Scrap LinkedIn profiles for fun and profit.
This is a simple LinkedIn scrapper based on puppeteer. The main objective is that, given a company, it will search for its employees and grab information like name and occupation. Based on the user choice, it will then infer their e-mails using simplistic heuristics.
Clone the repository
git clone https://github.com/yok4i/puppetin.git
Enter directory
cd puppetin
Install dependencies with yarn
yarn install
node puppetin.js -h
Usage: puppetin [options]
Scrap LinkedIn profiles
Options:
-V, --version output the version number
-c, --cookie <string> provide li_at cookie instead of credentials
-u, --url <string> Custom URL from where to start scraping
-m, --maxpages <int> Maximum number of pages to scrap. If 0, scrap all available pages (default:
0)
-x, --proxy <host:port> Send requests through proxy
-t, --timeout <milliseconds> Set global timeout (default: 30000)
-v, --verbose Show detailed information (default: false)
-f, --format <string> Output format (json, csv) (default: "json")
-o, --output <string> Output file
-E, --exclude <identifier...> Exclude entries based on identifier
--headful Launch browser in headful mode (default: false)
--slowMo <milliseconds> Slows down Puppeteer operations by the specified amount of time
--debug Show debug information
-s, --search <string> Search string
-d, --domain <string> Company domain
-P, --patterns <strings...> Patterns to generate emails with
-h, --help display help for command
These are the currently supported profile types for parsing:
- com.linkedin.voyager.identity.shared.MiniProfile
- com.linkedin.voyager.dash.identity.profile.Profile
- com.linkedin.voyager.dash.search.EntityResultViewModel
You can choose one or more from the following list of patterns to infer e-mails:
- first (use only name)
- last (use only surname)
- first.last (name.surname)
- flast (name first char followed by surname)
- firstl (name followed by surname first char)
Scrap current employees from Contoso in headful mode, use first.last
as e-mail pattern, show
as many information as possible, slow down operations by 250ms, exclude my
public identifier (myuser) from results and save output as JSON.
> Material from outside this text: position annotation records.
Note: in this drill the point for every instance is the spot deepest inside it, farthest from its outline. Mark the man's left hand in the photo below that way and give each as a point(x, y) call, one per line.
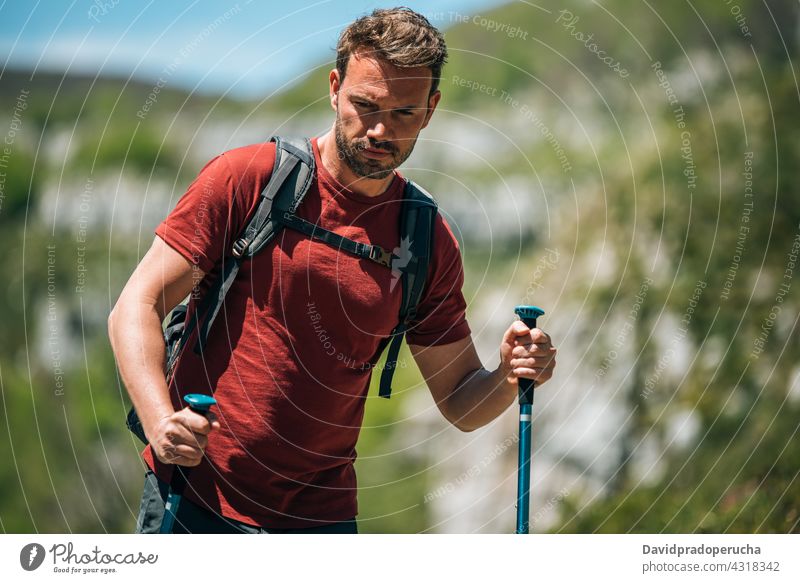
point(527, 353)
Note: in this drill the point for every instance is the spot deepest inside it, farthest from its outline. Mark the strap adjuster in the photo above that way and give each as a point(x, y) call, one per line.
point(380, 255)
point(240, 246)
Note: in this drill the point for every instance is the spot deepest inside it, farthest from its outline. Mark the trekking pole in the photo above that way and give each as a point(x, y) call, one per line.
point(528, 315)
point(199, 404)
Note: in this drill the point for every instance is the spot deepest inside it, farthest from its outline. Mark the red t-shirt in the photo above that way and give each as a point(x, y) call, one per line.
point(289, 355)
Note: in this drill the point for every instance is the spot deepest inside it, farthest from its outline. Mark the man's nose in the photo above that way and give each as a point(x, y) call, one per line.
point(378, 131)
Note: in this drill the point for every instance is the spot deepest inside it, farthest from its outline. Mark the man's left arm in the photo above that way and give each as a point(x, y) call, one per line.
point(468, 395)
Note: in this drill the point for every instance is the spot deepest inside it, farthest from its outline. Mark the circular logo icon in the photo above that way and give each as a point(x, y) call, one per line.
point(31, 556)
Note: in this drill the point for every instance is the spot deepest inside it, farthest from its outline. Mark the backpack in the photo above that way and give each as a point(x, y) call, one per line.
point(292, 177)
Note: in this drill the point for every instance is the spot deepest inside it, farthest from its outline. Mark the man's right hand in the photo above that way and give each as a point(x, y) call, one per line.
point(181, 438)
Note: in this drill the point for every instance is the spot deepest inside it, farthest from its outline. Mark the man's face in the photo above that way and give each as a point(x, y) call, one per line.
point(380, 110)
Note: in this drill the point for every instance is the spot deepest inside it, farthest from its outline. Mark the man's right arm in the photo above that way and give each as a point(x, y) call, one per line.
point(161, 280)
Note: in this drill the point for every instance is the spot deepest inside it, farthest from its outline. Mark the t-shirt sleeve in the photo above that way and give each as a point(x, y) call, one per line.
point(441, 313)
point(202, 224)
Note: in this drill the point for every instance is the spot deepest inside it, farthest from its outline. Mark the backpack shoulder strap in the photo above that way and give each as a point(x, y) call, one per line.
point(417, 221)
point(292, 176)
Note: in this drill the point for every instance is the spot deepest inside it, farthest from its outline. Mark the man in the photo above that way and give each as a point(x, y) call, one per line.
point(289, 357)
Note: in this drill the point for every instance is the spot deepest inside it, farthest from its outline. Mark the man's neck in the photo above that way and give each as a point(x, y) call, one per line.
point(342, 172)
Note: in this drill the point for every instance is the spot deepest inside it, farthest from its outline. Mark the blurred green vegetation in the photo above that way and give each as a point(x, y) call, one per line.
point(72, 466)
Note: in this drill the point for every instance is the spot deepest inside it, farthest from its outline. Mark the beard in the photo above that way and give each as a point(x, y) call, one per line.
point(349, 151)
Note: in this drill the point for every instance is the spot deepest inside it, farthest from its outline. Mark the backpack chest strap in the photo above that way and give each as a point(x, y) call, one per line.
point(374, 253)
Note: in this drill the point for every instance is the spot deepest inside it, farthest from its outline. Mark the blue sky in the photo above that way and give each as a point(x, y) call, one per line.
point(247, 47)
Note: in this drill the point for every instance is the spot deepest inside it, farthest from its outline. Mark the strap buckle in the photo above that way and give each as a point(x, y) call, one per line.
point(380, 255)
point(239, 247)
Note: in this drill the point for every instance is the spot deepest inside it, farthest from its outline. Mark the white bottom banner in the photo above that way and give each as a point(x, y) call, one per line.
point(381, 558)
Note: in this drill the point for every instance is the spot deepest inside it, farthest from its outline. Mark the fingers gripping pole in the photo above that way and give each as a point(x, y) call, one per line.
point(528, 315)
point(199, 404)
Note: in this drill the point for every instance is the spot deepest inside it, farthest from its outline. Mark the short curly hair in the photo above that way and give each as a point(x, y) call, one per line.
point(399, 36)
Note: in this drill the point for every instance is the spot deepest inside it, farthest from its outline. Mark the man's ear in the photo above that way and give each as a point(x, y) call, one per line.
point(335, 84)
point(433, 100)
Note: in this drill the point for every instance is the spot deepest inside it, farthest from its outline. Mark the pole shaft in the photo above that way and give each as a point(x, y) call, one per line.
point(524, 464)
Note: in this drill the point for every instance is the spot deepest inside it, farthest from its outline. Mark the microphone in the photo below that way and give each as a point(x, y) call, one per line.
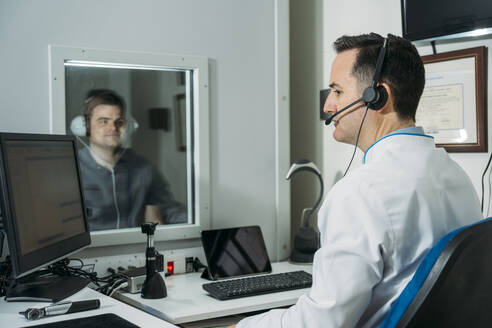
point(330, 118)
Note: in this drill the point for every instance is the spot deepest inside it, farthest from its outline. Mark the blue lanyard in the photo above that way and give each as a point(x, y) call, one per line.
point(394, 134)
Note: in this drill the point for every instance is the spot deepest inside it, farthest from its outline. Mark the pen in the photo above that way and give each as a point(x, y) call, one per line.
point(61, 308)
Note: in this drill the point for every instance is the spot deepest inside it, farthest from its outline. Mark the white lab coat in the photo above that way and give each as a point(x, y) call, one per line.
point(376, 225)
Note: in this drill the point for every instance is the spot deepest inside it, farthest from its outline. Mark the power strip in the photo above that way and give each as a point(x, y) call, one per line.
point(176, 258)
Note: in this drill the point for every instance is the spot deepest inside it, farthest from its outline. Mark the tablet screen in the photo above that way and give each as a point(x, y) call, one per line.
point(235, 252)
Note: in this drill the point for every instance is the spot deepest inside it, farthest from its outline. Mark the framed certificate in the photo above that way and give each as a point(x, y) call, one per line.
point(453, 105)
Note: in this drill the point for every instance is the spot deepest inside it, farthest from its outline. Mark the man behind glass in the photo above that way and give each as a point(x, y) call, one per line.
point(121, 188)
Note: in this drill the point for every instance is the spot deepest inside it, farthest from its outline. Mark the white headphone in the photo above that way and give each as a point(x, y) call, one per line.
point(78, 128)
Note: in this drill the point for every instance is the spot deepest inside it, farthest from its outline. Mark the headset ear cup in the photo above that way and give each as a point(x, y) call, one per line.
point(380, 99)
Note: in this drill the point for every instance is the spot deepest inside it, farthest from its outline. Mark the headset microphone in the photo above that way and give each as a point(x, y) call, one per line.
point(331, 116)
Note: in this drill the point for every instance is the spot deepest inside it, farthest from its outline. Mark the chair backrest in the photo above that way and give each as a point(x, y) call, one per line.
point(452, 287)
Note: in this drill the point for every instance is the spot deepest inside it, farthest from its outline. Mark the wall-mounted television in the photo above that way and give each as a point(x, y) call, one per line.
point(439, 19)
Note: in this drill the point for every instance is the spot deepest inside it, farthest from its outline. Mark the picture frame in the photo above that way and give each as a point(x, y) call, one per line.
point(180, 107)
point(452, 108)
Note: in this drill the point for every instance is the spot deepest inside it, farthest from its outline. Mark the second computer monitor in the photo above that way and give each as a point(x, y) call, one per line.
point(42, 204)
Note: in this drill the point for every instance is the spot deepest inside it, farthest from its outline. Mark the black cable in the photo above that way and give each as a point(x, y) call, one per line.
point(356, 141)
point(483, 176)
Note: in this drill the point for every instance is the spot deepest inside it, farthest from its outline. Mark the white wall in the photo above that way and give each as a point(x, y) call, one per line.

node puppetin.js -d contoso.com -P first.last -u 'https://www.linkedin.com/search/results/people/?currentCompany=%5B%2211452158%22%5D&keywords=contoso&origin=FACETED_SEARCH&sid=5q5' -c AQ... --slowMo 250 -v -E myuser --debug --headful -o results.json
This project is licensed under MIT license. See LICENSE for more information.
For educational purposes only. Please note that running bots on LinkedIn may be against its terms of service. Use it at your own discretion.